Big storm helped many waters
By Hookemharry

Posted: June 20, 2002

Many anglers who fish the reservoirs east of the Rocky Mountains on the Hi-Line are wondering about the effects of the now-famous rain and snowstorm.

Let’s start with Lake Frances and work our way east. This popular lake, located just north of Valier, is now double the size in acre-feet than it was a couple of months ago. In fact, the island which boaters were using to launch their vessels over the last two years is now a real island.

Boaters can use the ramp at the southeast end of the lake. The lake level in May was 33,000 acre feet, according to Pondera Canal Co., which controls the water level. As of last week, Lake Frances grew close to 70,000-acre feet and was projected in the near term to grow even larger.

Last year at this time, the lake was just 26,000 acre feet. Full pool is 100,000 acre feet.

The level of Lake Frances for the rest of the summer depends on a number of variables, including how much moisture the area receives and how much water is drawn from the lake for irrigation purposes, the reason the lake was developed in the first place.

Tiber Dam will be the site of a Montana Walleye Circuit tournament this weekend, and anglers should be pleasantly surprised with how much water they’ll find.

A popular walleye and northern pike fishery east of Interstate 15, Tiber Reservoir has benefited quite nicely from the rain and snow. The Marias River feeds Tiber and was near flood stage after the moisture.

Steve Leathe, Region Four fisheries manager for Montana Fish, Wildlife and Parks in Great Falls, told me that the Bureau of Reclamation (BuRec) plans to fill the reservoir to full pool, which is 2,993 elevation.

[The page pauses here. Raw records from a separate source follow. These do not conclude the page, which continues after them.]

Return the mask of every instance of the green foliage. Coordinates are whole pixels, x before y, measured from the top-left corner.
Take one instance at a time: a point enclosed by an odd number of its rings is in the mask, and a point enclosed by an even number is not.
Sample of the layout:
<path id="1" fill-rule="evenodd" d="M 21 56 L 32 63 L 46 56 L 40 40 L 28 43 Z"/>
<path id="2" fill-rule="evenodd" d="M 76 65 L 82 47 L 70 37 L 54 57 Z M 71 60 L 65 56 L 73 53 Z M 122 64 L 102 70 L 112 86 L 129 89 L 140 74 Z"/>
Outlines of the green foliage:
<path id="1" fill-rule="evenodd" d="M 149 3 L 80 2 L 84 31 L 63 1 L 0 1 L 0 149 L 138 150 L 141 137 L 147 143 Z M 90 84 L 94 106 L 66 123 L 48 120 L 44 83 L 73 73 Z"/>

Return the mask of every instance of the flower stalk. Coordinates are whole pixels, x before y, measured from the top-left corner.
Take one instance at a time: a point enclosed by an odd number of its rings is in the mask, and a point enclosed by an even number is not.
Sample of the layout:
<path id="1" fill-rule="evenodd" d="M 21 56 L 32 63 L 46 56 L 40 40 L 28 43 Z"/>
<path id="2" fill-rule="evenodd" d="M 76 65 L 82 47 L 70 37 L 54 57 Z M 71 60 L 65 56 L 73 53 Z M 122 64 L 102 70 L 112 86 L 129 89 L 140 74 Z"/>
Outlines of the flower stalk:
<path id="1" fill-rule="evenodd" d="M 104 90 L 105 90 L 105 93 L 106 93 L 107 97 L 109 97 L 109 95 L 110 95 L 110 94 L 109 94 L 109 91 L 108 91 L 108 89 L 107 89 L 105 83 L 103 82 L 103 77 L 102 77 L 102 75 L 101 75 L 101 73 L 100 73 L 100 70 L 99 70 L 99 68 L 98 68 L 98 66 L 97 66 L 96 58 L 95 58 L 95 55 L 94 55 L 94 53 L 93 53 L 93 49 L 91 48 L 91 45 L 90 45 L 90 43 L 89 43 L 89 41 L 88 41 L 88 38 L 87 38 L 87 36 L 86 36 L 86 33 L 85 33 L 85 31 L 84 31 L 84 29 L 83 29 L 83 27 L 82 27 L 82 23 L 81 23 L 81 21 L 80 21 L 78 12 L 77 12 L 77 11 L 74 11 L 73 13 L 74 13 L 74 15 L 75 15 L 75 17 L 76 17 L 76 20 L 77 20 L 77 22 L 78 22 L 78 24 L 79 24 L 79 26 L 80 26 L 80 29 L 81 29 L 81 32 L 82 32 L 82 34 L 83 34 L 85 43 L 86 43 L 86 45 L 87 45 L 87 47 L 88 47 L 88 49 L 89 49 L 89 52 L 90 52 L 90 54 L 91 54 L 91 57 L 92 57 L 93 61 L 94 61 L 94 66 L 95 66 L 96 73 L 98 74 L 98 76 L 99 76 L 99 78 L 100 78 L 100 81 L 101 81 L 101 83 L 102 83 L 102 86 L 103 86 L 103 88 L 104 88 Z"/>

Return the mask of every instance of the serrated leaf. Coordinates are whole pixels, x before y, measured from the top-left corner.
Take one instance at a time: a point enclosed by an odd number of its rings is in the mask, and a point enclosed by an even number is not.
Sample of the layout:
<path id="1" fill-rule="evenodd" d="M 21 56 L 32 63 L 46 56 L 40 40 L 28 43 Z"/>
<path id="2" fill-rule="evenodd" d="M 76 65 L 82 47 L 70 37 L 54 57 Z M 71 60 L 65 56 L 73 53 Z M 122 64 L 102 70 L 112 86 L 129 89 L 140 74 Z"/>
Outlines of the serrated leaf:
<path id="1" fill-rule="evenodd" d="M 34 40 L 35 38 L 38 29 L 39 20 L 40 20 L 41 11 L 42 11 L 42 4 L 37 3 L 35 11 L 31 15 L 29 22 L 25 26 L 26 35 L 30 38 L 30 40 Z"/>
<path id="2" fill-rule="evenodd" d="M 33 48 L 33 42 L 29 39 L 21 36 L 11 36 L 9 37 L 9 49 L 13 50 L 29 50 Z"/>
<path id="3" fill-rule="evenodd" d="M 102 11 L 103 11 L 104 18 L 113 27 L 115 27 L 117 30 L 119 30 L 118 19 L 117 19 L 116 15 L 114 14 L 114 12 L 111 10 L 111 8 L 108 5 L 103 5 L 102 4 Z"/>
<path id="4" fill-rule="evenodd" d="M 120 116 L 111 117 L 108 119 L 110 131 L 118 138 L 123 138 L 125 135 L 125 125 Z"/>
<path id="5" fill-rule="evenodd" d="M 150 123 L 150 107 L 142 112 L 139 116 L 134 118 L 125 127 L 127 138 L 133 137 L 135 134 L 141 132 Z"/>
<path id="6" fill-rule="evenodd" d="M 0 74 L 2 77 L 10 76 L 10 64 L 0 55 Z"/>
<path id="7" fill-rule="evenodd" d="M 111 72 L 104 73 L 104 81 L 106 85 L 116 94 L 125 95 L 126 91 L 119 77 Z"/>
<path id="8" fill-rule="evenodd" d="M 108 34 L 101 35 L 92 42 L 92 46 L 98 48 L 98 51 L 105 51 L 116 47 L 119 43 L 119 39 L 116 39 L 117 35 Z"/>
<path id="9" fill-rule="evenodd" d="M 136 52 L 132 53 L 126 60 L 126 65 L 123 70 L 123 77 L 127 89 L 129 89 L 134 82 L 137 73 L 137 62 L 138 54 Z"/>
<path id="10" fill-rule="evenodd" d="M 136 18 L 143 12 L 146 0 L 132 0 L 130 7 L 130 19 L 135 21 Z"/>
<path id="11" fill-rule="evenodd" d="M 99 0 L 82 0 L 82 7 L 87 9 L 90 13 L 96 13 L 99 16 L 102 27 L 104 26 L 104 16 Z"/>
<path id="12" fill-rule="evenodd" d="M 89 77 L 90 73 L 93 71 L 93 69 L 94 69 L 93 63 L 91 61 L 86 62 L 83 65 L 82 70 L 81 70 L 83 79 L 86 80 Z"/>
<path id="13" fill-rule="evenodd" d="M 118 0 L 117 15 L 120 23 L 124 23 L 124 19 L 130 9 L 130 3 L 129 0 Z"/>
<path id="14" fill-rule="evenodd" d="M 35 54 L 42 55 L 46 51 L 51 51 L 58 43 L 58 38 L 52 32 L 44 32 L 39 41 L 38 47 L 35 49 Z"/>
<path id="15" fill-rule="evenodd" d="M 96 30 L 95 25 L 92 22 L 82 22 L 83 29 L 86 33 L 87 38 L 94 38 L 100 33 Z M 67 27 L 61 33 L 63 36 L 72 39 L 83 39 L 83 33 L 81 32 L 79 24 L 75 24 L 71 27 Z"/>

The immediate effect on the fishing might not be so good, simply because the fish have more places to go and hide. Leathe also said the perch spawn happened last month – too early to benefit from higher water levels. Perch are a main food source for walleye and northern pike.

The walleyes have been small coming out of Tiber with a 12-13 inch average, mainly because they have not had the forage to eat and grow bigger, according to Bill Hill, recently retired fisheries biologist with FWP.

Now the only question for the 180 anglers who are fishing the annual Tiber Walleye tourney this weekend is this: What acre-foot of the lake are the fish in?